Speaking of droughts, I know something about those, too. I grew up on a ranch with my sister Mary, whom you know as the owner and writer of this witsendmagazine.com blog. On the JV Bar ranch, droughts were a constant visitor, like the crackpot prospectors or inventors who came around to try to interest our father in their latest mining scheme or brainstorm.
Meanwhile, Mary and I, crackpots in our own right, employed the latest forms of magical thinking to coax the stubborn rains into ending the summer drought that had our desert ranch in its grip. “Please don’t rain,” we would chant at the distant thunderheads billowing north of the ranch above Weaver Mountain. “Please, please, please, don’t rain.”
Reverse psychology, we had decided, was just the meteorological magic needed.
And meanwhile, in my silent prayers, I was saying just the opposite: “Please, dear God, let it rain. Let Blue Tank Wash run bank to bank, and let the our range turn green again. Please, dear God, let it rain.”

Sand dams capture underground streams
Eventually, of course, it did rain, and our normally dry Blue Tank Wash did run wide and foamy and roaring over the concrete and stone dam that some early pioneer had built to supply water for our home, which was called the Grace Place.
We never knew why our home was called the Grace Place. Or who built our nearby dam, but that structure was why our wash was called the Blue Tank. No water rippled in it, just sand; but the ingenious filtration system built into it tapped into the underground lake behind the dam .
And if you think about it, that’s kind of a miracle in itself, that someone long ago figured out how to do that. I don’t believe we ever thought of it as a miracle – at least I never did. I just enjoyed watching the water roar over the dam after a good rain.
I have been the beneficiary of some miracles of modern medicine: quadruple bypass surgery five years ago and intensive therapy last year against an attack of MRSA pneumonia. Without the skill of the doctors and nurses who brought me through those, I wouldn’t be writing this today.
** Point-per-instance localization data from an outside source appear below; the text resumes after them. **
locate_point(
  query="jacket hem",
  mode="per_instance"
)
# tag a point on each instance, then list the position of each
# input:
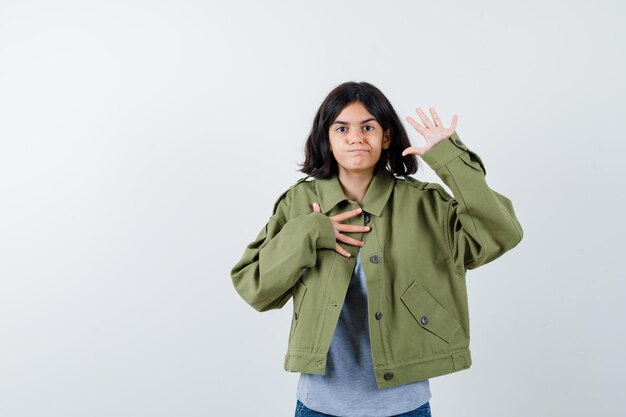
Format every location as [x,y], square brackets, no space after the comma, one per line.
[459,360]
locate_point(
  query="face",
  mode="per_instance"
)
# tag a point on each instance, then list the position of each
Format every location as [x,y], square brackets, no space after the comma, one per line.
[357,140]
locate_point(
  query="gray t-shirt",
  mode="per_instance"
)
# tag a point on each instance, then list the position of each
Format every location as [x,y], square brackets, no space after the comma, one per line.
[349,387]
But last week, I experienced a real miracle. Not a magical-thinking kind of miracle, not a medical one. The real deal.
For the last three years, I’ve been dealing with prostate trouble. At first, it was just a slightly elevated reading of the Prostate-Specific Antigen (PSA) level in my blood test. But then, it started getting more serious.
 A couple years ago, my urologist performed a biopsy that found what he described as a “tiny sliver” of cancer in one of the test areas. Then, in the next PSA check, the reading hit 16 – a danger zone, where the cancer might start spreading.
Then we'd have to think about a more aggressive measure: a long, intense and expensive radiation treatment. Definitely, something I'd rather avoid.
We let another six months go by before the next test. I didn’t do much of anything different, except that I started praying. Like I used to pray for rain: “Please, dear God, let my PSA go down.”
And at my next appointment, my urologist slouched over his I-Pad the way he always does, and gave me this news: “Your PSA is down – it’s gone from 16 last time to 12.8 this time.”
He questioned what I’ve been doing since the last time he saw me. Well, I’ve been working out, and I’ve lost twenty pounds. And my urologist said he’s probably gained at least 20 pounds. And I tried out my theory of Universal Weight Balance on him. If someone loses 20 pounds, I explained, then God has to have someone else gain those 20 pounds to keep the earth from spinning out of its orbit into the sun. The doctor didn’t seem too impressed with my idea. ”Sounds like magical thinking to me,” he said.
Well, all I can say is “Pshaw.” I’m going to keep on praying, whether it’s magical or not. And I know the underground lake behind the Blue Tank Dam is still holding precious, life-giving water.
Thank you Jesus, for that. And for the lower PSA reading.